Killed:这里代表的是终止的错误码。源码中如下:
enum killedstate
{
NOTKILLED=0,
KILLBADDATA=1,
KILLCONNECTION=ERSERVERSHUTDOWN,
KILLQUERY=ERQUERYINTERRUPTED,
KILLTIMEOUT=ERQUERYTIMEOUT,
KILLEDNOVALUE /* means neither of the states */
};
在错误码中代表如下:
{ “ERSERVERSHUTDOWN”, 1053, “Server shutdown in progress” },
{ “ERQUERYINTERRUPTED”, 1317, “Query execution was interrupted” },
{ “ERQUERYTIMEOUT”, 1886, “Query execution was interrupted,
maxstatement_time exceeded” },
4. 第四部分执行信息
这部分可能是大家最关心的部分,很多信息也是默认输出都会输出的。
# Query_time: 19.254508 Lock_time: 0.001043 Rows_sent: 0 Rows_examined: 0 Rows_affected: 0
# Bytes_sent: 44 Tmp_tables: 0 Tmp_disk_tables: 0 Tmp_table_sizes: 0
# InnoDB_trx_id: 0
对应代码:
my_b_printf(&log_file,
"# Schema: %s Last_errno: %u Killed: %u\n"
"# Query_time: %s Lock_time: %s Rows_sent: %llu"

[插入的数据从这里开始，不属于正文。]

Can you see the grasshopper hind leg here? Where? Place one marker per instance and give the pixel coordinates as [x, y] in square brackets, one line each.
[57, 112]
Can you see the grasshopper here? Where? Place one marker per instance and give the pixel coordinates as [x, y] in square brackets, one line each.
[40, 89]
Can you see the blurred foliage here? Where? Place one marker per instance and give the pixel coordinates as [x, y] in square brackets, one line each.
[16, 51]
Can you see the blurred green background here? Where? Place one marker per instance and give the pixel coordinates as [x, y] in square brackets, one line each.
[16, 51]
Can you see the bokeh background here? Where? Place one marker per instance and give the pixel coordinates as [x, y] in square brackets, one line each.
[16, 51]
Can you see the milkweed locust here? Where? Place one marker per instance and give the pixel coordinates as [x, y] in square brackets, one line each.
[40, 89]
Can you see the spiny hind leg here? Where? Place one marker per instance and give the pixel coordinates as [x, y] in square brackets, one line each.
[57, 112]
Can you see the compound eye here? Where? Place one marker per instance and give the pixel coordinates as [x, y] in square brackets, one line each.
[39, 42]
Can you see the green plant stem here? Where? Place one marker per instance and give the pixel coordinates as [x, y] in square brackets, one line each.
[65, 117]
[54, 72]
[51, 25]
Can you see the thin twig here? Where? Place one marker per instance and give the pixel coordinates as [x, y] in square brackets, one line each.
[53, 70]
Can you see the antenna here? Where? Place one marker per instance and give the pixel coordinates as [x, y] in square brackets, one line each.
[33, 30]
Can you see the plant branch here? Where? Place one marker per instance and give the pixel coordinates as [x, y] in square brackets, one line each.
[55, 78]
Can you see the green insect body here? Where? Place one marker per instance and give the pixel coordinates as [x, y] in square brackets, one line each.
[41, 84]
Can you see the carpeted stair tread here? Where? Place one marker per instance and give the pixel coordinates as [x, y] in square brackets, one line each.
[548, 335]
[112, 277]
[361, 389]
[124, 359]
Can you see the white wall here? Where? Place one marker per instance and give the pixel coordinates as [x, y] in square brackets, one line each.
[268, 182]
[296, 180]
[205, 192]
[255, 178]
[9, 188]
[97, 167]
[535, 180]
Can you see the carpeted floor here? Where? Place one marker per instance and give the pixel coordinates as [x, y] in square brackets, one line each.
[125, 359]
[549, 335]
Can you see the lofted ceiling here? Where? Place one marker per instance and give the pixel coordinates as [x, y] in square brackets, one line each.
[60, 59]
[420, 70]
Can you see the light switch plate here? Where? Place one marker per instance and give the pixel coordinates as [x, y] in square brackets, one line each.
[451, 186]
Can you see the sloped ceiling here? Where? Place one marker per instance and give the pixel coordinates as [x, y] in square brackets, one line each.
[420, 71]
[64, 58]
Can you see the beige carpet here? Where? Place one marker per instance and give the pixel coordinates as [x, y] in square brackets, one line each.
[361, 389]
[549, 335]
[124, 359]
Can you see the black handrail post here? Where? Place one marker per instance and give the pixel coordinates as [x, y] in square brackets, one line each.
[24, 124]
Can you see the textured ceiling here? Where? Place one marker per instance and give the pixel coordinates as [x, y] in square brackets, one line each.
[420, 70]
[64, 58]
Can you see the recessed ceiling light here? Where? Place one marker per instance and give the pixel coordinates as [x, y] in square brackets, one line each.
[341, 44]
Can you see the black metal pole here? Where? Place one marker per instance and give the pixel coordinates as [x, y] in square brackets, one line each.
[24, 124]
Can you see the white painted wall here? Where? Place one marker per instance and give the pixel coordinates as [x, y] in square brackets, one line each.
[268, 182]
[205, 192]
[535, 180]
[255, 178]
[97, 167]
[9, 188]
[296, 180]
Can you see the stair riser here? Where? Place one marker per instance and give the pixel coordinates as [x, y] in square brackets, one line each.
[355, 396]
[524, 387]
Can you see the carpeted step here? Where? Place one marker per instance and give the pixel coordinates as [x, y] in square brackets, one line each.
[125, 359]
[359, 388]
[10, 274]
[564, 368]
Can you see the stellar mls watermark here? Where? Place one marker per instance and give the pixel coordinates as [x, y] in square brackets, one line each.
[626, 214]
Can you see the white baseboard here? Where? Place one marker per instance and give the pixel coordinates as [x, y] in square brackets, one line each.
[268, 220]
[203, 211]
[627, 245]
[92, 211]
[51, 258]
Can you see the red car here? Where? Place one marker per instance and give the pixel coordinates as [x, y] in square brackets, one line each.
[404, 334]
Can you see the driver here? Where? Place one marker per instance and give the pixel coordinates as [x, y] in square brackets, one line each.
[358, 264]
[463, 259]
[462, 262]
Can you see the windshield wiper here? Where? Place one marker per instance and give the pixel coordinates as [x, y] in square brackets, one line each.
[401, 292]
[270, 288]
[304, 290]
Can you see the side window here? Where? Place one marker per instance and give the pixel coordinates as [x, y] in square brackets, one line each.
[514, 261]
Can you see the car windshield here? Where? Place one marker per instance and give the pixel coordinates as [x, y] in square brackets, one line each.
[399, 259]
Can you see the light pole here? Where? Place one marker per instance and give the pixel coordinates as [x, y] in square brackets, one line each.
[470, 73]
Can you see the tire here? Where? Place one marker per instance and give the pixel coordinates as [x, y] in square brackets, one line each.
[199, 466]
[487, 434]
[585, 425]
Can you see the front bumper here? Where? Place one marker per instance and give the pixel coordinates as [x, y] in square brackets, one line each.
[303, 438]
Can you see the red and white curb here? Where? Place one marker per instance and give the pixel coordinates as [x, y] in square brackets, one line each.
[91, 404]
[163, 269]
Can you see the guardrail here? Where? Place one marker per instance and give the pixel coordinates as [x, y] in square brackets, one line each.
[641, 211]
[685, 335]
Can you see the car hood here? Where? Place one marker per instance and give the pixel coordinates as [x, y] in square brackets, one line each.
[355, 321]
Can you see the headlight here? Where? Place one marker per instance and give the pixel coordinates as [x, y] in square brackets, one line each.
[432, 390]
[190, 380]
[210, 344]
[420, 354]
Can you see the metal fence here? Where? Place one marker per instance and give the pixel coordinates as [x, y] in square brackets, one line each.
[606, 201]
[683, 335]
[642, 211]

" Rows_examined: %llu Rows_affected: %llu\n"
"# Bytes_sent: %lu",
(thd->db().str ? thd->db().str : ""),
thd->last_errno, (uint) thd->killed,
query_time_buff, lock_time_buff,
(ulonglong) thd->get_sent_row_count(),
(ulonglong) thd->get_examined_row_count(),
(thd->get_row_count_func() > 0)
? (ulonglong) thd->get_row_count_func() : 0,
(ulong) (thd->status_var.bytes_sent - thd->bytes_sent_old)
my_b_printf(&log_file,
" Tmp_tables: %lu Tmp_disk_tables: %lu "
"Tmp_table_sizes: %llu",
thd->tmp_tables_used, thd->tmp_tables_disk_used,
thd->tmp_tables_size)
snprintf(buf, 20, "%llX", thd->innodb_trx_id);及thd->innodb_trx_id
我们来看看Query_time和Lock_time的源码来源,它们来自于Query_logger::slow_log_write函数如下:
query_utime= (current_utime > thd->start_utime) ?
(current_utime - thd->start_utime) : 0;
lock_utime= (thd->utime_after_lock > thd->start_utime) ?
(thd->utime_after_lock - thd->start_utime) : 0;
下面是数据current_utime 的来源,
current_utime= thd->current_utime();
实际上就是:
while(gettimeofday(&t, NULL) != 0)
{}
newtime= (ulonglong)t.tv_sec * 1000000+ t.tv_usec;
return newtime;
获取当前时间而已
对于thd->utime_after_lock的获取我已经在前文进行了描述,不再解释。
以上三个指标来自于:
thd->tmp_tables_used
thd->tmp_tables_disk_used
thd->tmp_tables_size
这三个指标增加的位置对应在 free_tmp_table 函数中如下:
thd->tmp_tables_used++;
if(entry->file)
{
thd->tmp_tables_size += entry->file->stats.data_file_length;
if(entry->file->ht->db_type != DB_TYPE_HEAP)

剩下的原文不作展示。